Le nouveau Kyosho Kurosawa fait certainement partie des meilleurs polars qu'il ait jamais mis en scène. D'abord parce que le rythme nonchalant de la mise en scène et les digressions humoristiques du début sur les enquêtes façon US, permettent une réelle montée en puissance du suspense. D'abord parce que derrière ce titre, qui signifie « zarbi », se cachent de nombreux personnages, une voisine craintive qui ne veut parler à personne, un voisin aux plaisanteries douteuses, mais aussi phobique et médisant, une jeune rescapée fuyante. Mais se cache aussi un sacré scénario aux rebondissements multiples et aux fausses pistes confondantes.

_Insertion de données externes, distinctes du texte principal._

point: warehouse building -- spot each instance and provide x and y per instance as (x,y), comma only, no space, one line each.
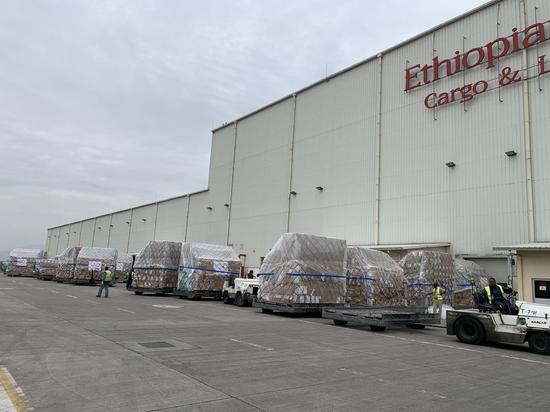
(441,142)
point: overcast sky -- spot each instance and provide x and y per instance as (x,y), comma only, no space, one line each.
(108,104)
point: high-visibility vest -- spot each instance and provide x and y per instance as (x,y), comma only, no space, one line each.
(108,276)
(438,295)
(489,296)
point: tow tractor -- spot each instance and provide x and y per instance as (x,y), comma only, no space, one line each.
(240,291)
(487,323)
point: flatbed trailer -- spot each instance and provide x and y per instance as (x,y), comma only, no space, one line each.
(155,291)
(299,308)
(198,294)
(379,318)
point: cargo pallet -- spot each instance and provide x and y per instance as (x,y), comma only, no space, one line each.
(378,318)
(85,282)
(299,308)
(45,277)
(156,291)
(198,294)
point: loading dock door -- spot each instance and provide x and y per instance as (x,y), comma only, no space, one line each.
(541,290)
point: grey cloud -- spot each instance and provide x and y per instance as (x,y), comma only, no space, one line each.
(105,104)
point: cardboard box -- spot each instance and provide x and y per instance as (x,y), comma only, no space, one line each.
(156,266)
(374,279)
(304,269)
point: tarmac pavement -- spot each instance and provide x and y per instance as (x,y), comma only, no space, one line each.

De retour avec "Creepy" à la veine qui a fait son succès initial, le film de genre, Kurosawa adapte ici un best-seller de l’auteur japonais Yutaka Maekawa. Il en fait un thriller horrifique qui distille progressivement doute et angoisse, exploitant à la fois les névroses du mari liées à une enquête non résolue, et à la solitude de la femme contrainte de rester au foyer. C'est d'ailleurs sur elle que va donc se concentrer l'essentiel de l'intrigue, devenant ainsi la source d’inquiétude du spectateur.

Pour ce subtil jeu d'influence présenté en séance spéciale au Festival de Berlin 2016, Kurosawa sort le grand jeu et crée l'angoisse par de lents travellings ou par de soudaines (et aériennes) prises de recul. Il exploite à la fois la mélancolie, la peur des regrets, osant des scènes qui auraient pu frôler le grand guignolesque. Au lieu de cela il soutient la tension grâce à de multiples rebondissements, réussissant à étonner le spectateur jusqu'à la dernière minute.